Temple’s new prayer book reflects ‘tradition, innovation and inclusivity’

Temple B’nai Chaim presented its new High Holy Days prayer book, Mishkan HaNefesh — which means Sanctuary of the Soul — on Wednesday, July 29.
“This year, we introduce Mishkan HaNefesh to our High Holy Day — Rosh Hashanah and Yom Kippur — services,” Rabbi Rachel Bearman, who recently completed her first year as the Temple B’nai Chaim’s spiritual leader, told The Bulletin.
Bearman said the new prayer book will replace Mahzor Hadash: The New Mahzor, which the temple has used for many years.

Mishkan HaNefesh includes updated translations, thoughtful essays, rich commentary and a selection of poetry by authors like Pablo Neruda, Langston Hughes and Henry David Thoreau integrated with traditional prayers.
The prayer book also includes gender-neutral blessings and acknowledges same-sex marriages by replacing the traditional “bride and groom” with the word “couples.”
While Mishkan HaNefesh differs from Mahzor Hadash in many stylistic ways, said Bearman, “the most critical difference” is that it was created by the Central Conference of American Rabbis and reflects “the Union For Reform Judaism’s commitment to tradition, innovation and inclusivity.”

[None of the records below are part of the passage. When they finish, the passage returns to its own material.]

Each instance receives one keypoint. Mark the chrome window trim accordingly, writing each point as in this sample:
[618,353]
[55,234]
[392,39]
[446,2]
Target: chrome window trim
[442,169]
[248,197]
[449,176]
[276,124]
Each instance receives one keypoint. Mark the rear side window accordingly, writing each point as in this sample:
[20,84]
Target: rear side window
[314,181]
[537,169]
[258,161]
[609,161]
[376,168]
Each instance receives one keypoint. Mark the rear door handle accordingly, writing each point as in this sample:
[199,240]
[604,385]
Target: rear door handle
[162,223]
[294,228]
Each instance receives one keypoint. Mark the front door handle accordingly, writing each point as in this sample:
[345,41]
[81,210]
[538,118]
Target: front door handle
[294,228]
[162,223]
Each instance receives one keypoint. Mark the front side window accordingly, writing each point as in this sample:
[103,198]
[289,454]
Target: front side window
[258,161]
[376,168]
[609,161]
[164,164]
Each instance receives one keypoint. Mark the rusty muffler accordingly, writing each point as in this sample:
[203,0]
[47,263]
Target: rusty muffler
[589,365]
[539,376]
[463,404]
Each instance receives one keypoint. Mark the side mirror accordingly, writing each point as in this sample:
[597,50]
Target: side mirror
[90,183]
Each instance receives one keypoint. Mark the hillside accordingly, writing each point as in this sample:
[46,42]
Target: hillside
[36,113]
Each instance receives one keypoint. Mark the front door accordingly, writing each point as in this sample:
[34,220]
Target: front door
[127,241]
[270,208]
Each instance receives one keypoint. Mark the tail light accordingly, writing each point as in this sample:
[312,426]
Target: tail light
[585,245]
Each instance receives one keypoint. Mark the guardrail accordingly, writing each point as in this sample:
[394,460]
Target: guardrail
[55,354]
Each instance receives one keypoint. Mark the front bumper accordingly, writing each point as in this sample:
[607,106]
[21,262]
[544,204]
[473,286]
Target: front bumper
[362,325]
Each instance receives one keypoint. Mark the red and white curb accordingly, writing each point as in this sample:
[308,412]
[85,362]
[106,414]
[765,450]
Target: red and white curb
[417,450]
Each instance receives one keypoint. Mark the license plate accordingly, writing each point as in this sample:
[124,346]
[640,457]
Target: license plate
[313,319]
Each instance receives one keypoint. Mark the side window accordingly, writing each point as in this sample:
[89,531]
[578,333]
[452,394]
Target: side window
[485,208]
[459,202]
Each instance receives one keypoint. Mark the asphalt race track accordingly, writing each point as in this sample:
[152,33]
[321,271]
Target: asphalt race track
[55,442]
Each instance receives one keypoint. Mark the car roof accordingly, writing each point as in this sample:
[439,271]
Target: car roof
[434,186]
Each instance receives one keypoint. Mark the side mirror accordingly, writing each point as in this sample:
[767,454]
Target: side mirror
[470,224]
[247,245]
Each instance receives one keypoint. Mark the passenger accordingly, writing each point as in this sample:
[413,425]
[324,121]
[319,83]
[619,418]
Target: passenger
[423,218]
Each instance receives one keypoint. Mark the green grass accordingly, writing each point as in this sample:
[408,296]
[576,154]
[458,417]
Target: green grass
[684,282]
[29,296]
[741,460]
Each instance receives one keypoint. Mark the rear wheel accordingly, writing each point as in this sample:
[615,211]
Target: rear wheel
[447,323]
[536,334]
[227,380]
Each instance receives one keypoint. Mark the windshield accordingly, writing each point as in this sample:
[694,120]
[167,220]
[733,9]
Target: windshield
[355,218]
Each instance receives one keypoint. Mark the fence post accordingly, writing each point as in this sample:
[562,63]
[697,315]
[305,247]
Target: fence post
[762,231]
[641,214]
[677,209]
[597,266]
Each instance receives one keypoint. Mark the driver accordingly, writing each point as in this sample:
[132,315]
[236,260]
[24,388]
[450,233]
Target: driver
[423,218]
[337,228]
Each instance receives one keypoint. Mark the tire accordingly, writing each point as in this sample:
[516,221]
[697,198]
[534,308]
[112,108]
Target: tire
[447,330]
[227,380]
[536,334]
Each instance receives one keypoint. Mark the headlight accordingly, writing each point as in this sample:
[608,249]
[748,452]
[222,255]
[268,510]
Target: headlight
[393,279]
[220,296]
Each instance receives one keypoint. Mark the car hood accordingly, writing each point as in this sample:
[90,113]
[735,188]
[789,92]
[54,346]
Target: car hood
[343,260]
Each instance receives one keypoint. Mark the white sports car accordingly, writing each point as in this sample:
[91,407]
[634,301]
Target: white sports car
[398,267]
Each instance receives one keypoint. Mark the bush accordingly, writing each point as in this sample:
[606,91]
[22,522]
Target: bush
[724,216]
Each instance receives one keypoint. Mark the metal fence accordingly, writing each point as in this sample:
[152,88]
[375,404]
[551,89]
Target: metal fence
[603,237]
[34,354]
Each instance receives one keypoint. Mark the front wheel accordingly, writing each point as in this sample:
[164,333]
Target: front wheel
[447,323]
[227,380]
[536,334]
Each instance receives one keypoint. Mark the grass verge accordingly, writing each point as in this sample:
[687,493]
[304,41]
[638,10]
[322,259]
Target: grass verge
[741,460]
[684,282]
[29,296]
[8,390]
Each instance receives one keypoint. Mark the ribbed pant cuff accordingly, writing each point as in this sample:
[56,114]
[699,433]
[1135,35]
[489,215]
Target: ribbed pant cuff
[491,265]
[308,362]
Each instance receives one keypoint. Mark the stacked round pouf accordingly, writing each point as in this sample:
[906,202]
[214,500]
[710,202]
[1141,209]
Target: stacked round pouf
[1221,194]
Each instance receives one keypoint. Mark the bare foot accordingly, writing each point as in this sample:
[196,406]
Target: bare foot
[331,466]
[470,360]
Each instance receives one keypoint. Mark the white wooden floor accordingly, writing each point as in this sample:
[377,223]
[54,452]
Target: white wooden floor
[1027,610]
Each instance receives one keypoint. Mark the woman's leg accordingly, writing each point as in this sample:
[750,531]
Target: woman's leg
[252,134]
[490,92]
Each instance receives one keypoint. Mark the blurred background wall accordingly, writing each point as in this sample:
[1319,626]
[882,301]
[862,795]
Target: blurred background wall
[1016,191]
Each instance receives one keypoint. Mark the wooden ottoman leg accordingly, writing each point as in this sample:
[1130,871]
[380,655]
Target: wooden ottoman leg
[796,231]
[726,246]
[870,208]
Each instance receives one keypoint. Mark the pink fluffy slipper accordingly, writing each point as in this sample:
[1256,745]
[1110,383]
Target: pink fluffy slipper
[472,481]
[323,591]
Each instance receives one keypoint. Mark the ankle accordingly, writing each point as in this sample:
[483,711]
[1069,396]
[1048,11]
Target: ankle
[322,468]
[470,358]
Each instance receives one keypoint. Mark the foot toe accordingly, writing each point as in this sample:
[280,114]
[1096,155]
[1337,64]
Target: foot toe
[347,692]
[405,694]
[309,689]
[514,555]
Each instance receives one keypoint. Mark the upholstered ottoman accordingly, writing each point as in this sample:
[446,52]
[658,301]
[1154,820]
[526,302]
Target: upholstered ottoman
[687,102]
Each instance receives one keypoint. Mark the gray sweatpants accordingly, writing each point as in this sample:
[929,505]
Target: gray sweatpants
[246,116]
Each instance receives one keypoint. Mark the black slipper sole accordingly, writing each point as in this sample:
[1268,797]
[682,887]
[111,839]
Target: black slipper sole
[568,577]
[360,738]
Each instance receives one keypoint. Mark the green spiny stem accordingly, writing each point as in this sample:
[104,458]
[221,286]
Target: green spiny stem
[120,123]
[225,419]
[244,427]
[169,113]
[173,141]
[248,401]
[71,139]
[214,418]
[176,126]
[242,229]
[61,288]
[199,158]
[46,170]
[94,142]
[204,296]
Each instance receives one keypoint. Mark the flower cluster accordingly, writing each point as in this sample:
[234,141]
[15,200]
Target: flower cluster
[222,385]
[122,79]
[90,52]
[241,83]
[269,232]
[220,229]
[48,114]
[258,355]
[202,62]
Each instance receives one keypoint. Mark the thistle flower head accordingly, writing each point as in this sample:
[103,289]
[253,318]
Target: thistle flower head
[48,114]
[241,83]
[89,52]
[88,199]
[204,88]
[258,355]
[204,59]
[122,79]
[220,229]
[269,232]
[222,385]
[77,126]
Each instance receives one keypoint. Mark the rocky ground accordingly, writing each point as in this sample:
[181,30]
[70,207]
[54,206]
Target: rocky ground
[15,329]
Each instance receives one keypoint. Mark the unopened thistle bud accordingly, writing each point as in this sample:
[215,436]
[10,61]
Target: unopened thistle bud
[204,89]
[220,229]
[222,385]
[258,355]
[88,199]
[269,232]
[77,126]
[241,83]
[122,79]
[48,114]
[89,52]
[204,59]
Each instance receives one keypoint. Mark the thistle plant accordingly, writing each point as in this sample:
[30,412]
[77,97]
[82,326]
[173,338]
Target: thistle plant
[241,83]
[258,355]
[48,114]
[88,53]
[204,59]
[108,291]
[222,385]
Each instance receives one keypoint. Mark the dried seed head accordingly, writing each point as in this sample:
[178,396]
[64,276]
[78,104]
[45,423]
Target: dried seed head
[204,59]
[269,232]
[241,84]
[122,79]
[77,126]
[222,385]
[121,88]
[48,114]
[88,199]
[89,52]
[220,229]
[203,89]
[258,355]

The general community was invited to the temple’s Mishkan HaNefesh presentation on Wednesday, which was led by Rabbi Hara Person, senior editor of the Reform Movement’s new prayer book and publisher and director of the Central Conference of American Rabbis Press.

“We could not have asked for a more knowledgeable person to introduce our congregation to Mishkan HaNefesh,” said Bearman.
Prior to Wednesday’s presentation, Bearman said, most Temple B’nai Chaim members had not seen the temple’s new copies of Mishkan HaNefesh.
“Wednesday’s presentation [was] an opportunity for them and for all our guests to see the books for the first time, and to hear directly from Rabbi Person why prayers, readings and songs have or have not been included,” said Bearman.
“It [provided] everyone with their first glimpse into the beautiful new experiences that Mishkan HaNefesh will bring to our upcoming holiday celebrations.”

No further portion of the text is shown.